In this new epoch of social distancing, when touch is at a premium, AR presents an alternative to interactive craft stations for children. However, what are the ramifications for both the audience as end-users and practitioners as subcontractors? Is AR the new craft and is swiping of handheld devices the new touch? How does this transition affect AR as a legitimate artform?
What is AR and where did it come from?
AR, as opposed to virtual reality, involves the overlaying digital elements onto physical reality, which is in most cases filtered through handheld devices such as smartphones, wearables or smart screens. Alternative forms of AR include virtual mirrors, desktop displays and projected displays.
AR was devised in 1968 by the inventor of both integrated graphics and the first computer-aided design program Sketchpad, Ivan Sutherland. His AR device, The Swords of Damocles, transposed a wireframe room onto an eyepiece. The head position was tracked, enabling the wearer to adjust their vantage point in real-time.

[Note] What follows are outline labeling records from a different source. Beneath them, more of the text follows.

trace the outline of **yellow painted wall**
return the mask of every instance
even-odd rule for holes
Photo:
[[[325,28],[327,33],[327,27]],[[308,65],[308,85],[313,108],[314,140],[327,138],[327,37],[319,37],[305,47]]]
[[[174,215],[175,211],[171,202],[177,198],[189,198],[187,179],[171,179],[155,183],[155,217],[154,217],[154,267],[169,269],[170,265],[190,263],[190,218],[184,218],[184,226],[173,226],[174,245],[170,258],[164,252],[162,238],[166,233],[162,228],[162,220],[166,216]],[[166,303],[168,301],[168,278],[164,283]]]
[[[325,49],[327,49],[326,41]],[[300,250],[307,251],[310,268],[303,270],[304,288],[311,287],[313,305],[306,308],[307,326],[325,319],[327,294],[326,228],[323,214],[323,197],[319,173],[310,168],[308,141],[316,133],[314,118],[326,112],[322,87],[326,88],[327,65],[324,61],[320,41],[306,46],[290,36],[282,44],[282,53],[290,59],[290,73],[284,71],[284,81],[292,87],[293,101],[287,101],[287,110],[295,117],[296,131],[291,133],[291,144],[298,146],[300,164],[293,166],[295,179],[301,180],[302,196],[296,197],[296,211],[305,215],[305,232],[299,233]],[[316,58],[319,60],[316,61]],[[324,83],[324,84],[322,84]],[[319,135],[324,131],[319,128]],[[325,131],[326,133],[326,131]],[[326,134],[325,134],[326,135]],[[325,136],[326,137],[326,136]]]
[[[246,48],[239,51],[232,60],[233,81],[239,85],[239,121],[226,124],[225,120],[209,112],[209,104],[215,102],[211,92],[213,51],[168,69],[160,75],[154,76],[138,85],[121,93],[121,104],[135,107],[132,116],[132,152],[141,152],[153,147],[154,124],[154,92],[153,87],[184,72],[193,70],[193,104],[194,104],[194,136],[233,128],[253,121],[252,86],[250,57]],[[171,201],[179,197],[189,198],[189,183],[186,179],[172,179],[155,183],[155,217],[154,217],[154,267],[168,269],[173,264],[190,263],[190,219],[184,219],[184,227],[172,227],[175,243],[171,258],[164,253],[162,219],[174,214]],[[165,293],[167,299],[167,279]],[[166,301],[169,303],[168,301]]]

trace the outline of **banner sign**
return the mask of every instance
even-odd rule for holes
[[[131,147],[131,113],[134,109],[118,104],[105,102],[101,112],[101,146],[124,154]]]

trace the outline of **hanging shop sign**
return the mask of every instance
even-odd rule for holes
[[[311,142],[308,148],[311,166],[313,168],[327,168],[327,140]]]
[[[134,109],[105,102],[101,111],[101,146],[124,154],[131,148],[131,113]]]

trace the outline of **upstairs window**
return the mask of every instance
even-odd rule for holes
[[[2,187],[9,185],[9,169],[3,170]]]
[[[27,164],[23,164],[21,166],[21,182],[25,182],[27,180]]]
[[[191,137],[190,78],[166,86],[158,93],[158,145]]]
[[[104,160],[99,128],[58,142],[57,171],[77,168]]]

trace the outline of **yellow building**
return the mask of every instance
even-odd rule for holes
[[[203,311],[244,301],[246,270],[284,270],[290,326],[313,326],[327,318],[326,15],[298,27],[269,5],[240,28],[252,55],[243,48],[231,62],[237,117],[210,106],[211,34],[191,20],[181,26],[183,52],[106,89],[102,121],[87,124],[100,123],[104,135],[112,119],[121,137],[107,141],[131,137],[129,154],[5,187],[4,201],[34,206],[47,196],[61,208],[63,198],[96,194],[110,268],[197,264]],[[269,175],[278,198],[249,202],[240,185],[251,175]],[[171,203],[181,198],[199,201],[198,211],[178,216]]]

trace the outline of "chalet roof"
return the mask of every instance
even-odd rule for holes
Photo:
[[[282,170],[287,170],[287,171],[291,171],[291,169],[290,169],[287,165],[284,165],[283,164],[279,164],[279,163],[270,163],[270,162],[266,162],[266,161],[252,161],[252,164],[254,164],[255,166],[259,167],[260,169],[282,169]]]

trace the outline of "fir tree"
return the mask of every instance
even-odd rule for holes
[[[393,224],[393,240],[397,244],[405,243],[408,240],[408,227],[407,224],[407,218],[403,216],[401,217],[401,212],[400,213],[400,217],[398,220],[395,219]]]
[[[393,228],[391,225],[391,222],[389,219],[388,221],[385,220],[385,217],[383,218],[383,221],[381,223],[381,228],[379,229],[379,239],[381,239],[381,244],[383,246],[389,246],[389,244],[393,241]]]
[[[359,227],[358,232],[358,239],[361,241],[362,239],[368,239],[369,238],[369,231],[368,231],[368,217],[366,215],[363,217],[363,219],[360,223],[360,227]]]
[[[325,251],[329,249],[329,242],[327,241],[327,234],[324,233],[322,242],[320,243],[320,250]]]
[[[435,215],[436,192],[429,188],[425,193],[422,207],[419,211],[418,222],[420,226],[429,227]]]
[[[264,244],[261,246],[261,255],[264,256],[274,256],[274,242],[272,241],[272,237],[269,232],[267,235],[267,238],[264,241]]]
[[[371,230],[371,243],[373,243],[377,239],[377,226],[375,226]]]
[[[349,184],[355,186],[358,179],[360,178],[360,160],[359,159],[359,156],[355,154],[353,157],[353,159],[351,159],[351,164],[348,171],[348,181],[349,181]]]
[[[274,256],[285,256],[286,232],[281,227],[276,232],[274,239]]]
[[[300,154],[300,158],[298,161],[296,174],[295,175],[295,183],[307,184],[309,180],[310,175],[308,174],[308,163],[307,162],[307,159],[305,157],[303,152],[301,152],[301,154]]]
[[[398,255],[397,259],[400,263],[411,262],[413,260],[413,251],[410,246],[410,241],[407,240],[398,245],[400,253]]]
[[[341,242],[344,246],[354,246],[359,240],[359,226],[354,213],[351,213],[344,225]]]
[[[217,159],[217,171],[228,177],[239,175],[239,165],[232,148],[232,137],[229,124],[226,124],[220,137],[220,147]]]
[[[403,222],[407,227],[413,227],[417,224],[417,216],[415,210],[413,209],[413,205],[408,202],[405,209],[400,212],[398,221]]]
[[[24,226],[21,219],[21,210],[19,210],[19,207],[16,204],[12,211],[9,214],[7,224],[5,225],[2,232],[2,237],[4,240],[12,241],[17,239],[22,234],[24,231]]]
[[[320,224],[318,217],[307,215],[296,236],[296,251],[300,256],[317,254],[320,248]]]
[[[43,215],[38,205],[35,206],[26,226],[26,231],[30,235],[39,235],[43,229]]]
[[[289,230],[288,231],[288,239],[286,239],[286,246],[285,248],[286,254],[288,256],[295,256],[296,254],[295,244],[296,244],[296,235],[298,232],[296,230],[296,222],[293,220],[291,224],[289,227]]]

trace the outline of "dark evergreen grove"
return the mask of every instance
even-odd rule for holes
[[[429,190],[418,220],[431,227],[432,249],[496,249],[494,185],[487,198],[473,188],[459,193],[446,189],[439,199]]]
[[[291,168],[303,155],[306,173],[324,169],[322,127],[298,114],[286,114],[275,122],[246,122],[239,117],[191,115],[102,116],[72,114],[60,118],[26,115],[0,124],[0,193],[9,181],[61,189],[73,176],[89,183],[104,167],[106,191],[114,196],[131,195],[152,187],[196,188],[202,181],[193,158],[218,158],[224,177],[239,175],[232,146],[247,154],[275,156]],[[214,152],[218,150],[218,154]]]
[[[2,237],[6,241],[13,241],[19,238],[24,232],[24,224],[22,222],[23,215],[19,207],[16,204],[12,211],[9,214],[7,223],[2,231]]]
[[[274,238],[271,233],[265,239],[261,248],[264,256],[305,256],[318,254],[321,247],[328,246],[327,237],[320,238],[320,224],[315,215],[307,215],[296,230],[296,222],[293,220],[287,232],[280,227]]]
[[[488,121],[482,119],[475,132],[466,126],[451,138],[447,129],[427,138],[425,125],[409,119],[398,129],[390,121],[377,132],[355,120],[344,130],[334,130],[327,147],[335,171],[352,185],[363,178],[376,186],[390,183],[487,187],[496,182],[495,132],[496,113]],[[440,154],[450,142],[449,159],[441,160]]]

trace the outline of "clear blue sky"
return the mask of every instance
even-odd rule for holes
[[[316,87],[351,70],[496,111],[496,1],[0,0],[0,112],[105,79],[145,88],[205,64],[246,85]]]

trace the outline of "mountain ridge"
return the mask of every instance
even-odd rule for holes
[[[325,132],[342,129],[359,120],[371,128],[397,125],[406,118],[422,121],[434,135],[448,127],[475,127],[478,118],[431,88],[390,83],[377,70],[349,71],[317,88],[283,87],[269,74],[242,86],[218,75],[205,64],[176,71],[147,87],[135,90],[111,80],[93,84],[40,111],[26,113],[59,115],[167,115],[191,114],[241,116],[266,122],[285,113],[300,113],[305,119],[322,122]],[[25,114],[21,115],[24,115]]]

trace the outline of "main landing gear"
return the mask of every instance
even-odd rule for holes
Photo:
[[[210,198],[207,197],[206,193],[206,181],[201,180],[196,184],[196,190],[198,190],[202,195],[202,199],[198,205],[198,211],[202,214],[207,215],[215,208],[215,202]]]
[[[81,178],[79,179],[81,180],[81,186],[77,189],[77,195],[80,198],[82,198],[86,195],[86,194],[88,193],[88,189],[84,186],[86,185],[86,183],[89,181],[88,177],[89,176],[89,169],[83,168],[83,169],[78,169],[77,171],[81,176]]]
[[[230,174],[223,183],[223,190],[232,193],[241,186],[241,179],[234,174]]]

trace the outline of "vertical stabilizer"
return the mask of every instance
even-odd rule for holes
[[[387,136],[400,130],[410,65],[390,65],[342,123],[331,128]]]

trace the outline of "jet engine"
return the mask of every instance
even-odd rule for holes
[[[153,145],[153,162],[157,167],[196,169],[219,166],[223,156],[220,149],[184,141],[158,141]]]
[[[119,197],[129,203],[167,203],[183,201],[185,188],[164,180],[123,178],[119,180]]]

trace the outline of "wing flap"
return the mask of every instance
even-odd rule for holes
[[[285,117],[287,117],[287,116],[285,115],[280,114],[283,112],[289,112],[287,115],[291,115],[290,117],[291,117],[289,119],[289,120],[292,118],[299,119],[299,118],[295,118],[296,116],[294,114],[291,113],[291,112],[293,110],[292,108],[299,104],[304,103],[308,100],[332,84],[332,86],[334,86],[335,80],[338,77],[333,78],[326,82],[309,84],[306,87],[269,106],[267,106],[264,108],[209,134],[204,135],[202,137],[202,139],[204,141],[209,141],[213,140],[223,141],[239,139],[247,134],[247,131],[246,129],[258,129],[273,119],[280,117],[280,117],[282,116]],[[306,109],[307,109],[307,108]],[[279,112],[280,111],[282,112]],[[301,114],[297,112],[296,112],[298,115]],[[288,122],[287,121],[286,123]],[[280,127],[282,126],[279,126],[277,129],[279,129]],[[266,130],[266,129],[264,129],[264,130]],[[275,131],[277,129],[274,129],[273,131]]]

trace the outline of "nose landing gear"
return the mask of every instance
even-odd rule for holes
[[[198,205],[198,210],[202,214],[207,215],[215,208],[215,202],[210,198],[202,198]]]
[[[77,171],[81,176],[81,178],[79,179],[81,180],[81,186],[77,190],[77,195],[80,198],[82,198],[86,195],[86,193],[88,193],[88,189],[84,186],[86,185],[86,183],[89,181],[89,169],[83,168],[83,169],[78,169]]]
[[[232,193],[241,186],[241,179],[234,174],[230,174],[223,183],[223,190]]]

Contemporary AR apps are differentiated not only by their method of display, but also by how they register, track and calibrate. In 2020, there were ninety-three startups using AR in China alone. Three of the most common technologies presently employed by AR apps are locative/global positioning system (GPS), environmental/spatial recognition and planar recognition. A variation of the latter, fiducial, emerged during the 1990s, and was built on contour-based shape detection that originates from the 1960s.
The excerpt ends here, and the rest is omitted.